A WRAN system uses spectrum sensing technology to judge a primary system uses a frequency band is used (refer to non-patent literature 1). Here, spectrum sensing indicates reception processing in which a secondary system receives a radio wave of a shared frequency band and which recognizes whether a signal of a primary system exists. A WRAN system as a secondary system needs to check whether a primary system is not communicating in a shared frequency band. In order to check it periodically, a transmission suspension period called a Quiet Period (abbreviated as QP hereafter) is used in the WRAN system, and spectrum sensing is performed within the QP.
FIG. 19 is a figure which illustrates a frame structure of a QP in a WRAN system, in which a QP is inserted in a transmission signal periodically. Also, each QP in a plurality of transmitting stations of the WRAN system is synchronized in the time domain. Spectrum sensing with such a QP makes it possible to sense a signal of a primary system (primary signal) even if it is a weak signal because a WRAN signal (secondary signal) is not transmitted. Accordingly, accuracy of spectrum sensing can be improved.
As mentioned above, in cognitive radio, a secondary system checks whether a primary system in the vicinity is using the frequency band. Therefore, it is necessary to grasp an amount of interference in the secondary system by the use of spectrum sensing, for example, the spectrum sensing using QP mentioned above. On the other hand, it is also important to grasp how much interference is caused (amount of interference) to the primary system by the transmission of the secondary system. That is, when a secondary system shares a frequency band with a primary system, it is necessary for the secondary system to avoid excessive interference to the primary system which exists in the vicinity. It is also necessary for the secondary system not to have an influence on existing services which the primary system provides. An amount of interference to the primary system, for example, can be used for determination of transmission power of the secondary system that is necessary to suppress influence of interference in the primary system within a fixed value.
FIG. 20 is a figure illustrating interference between systems in a general wireless communication system including a primary system and a secondary system. As can be understood from FIG. 20, transmitting station 20 (secondary transmitting station) of a secondary system which performs spectrum sensing suffers interference (suffered interference) by the signal transmitted from transmitting station 10 (primary transmitting station) of a primary system. Also, the signal transmitted from secondary transmitting station 20 causes interference to receiving station 11 (primary receiving station) of the primary system (given interference).
As an example of such technology that grasps an amount of interference to a primary receiving station, technology disclosed in non-patent literature 2 can be mentioned. In non-patent literature 2, the technology which estimates given interference to a primary system is disclosed by specifying a service area of a TV which is a primary system using a TV database and by using propagation loss at a service area border which is estimated based on a propagation model.

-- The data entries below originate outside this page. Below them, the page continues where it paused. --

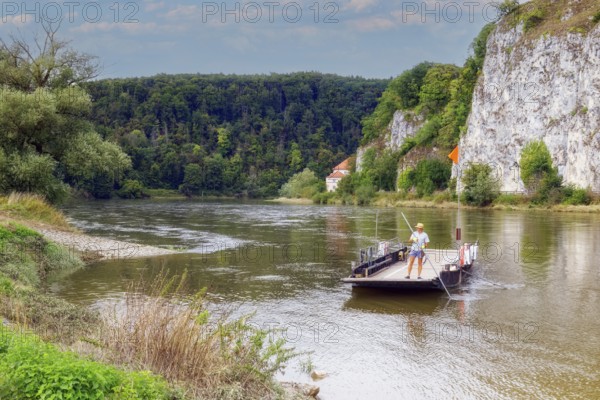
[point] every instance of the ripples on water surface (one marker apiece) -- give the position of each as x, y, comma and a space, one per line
537, 337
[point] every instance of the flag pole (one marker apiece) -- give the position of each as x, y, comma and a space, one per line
458, 231
455, 157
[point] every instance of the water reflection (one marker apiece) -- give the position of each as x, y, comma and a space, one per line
537, 338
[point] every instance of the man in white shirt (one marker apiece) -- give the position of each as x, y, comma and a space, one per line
420, 240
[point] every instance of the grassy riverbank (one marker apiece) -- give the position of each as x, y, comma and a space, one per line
177, 349
503, 202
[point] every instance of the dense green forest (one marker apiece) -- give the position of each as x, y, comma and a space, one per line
229, 134
440, 96
47, 143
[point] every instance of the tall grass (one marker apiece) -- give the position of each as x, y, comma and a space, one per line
26, 261
33, 369
213, 355
34, 208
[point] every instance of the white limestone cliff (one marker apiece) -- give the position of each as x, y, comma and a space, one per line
404, 124
547, 89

Also, as an example of technology in general which grasps an amount of interference, technology disclosed in patent document 1 can be mentioned. In patent document 1, technology which measures interference from a peripheral cell (for example, an adjacent cell) in a cellular system is disclosed. A cell which measures interference from an adjacent cell suspends a signal transmission by installing a space frame (which is a transmission suspension period and corresponds to a QP of a WRAN system) in each of an uplink signal and a downlink signal. The cell measures an amount of suffered interference by the transmission of the adjacent cell in a state that it is not influenced by the transmission of its own cell with the suspension of the signal transmission. Also, an amount of interference from its own cell to the adjacent cell can be measured by using a space frame similarly in the adjacent cell and by the adjacent cell measuring an amount of suffered interference.    Patent document 1: Japanese Patent Application Laid-Open No. 2000-138629    Non-patent literature 1: C. Cordeiro, M. Ghosh, D. Cavalcanti, K. Challapali, “Spectrum sensing for Dynamic Spectrum Access of TV Bands”, Proc. IEEE International Symposium on New Frontiers in Dynamic Spectrum Access Network (DySPAN), October 2008.    Non-patent literature 2: D. Gurney, G. Buchwald, L. Ecklund, S. Kuffner, and J. Grosspietsch, “Geo-location database techniques for incumbent protection in the TV white space”, Proc. International Conference on Cognitive Radio Oriented Wireless Access Networks and Communications (CrownCom), July 2007.